Mebendazole stops the development of the embryos in onchocerciasis and when given in conjunction with levamisole both microfilaricidal and embryostatic effects can be achieved. Microfilarial counts in the blood fall slowly and the effects may last for up to six months.
Mebendazole:
Mebendazole is a potent antihelmintic with a wide range of activity against both nematodes and cestodes, and against both tissue stages of the parasite as well as against worms in the lumen and gut.As a drug it is poorly absorbed so high doses must be used when treating tissue infections (like filarial infections).
Toxicity: Side effects are unusual at lower doses but common when higher doses are given and fatalities have occurred when patients have been treated with very high doses.
Levamisole:
Levamisole acts by interfering with the carbohydrate metabolism of the nematodes and inhibiting the production of succinate dehydrogenase, causing muscular paralysis of the worms. It also acts as a non-humoral immunostimulant in immunosupressed individuals. The mechanism of this stimulation is unknown.
Toxicity: Side effects from this drug are unusual; however, when they occur they include nausea, vomiting, abdominal pain, dizziness, diarrhea, skin rashes, and transient neutropenia.

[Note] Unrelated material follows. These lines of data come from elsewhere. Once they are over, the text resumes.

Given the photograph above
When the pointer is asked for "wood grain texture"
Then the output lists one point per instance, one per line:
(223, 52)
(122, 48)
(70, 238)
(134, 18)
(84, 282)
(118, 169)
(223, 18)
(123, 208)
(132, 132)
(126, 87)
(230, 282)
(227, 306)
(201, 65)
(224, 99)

Lymphatic incompetence due to filarial infection causes lymph stasis and allows opportunistic microbial infections to develop. Antiseptic hygiene minimises these complications. Surgery can remove and provide bypasses around the damaged lymphatics.
There are currently no vaccines available to prevent filarial infections however control of mosquito vectors as well as the reduction of human reservoirs (through mass DEC treatment) has been effective reducing infection rates and seems to be a viable method of control for filariasis.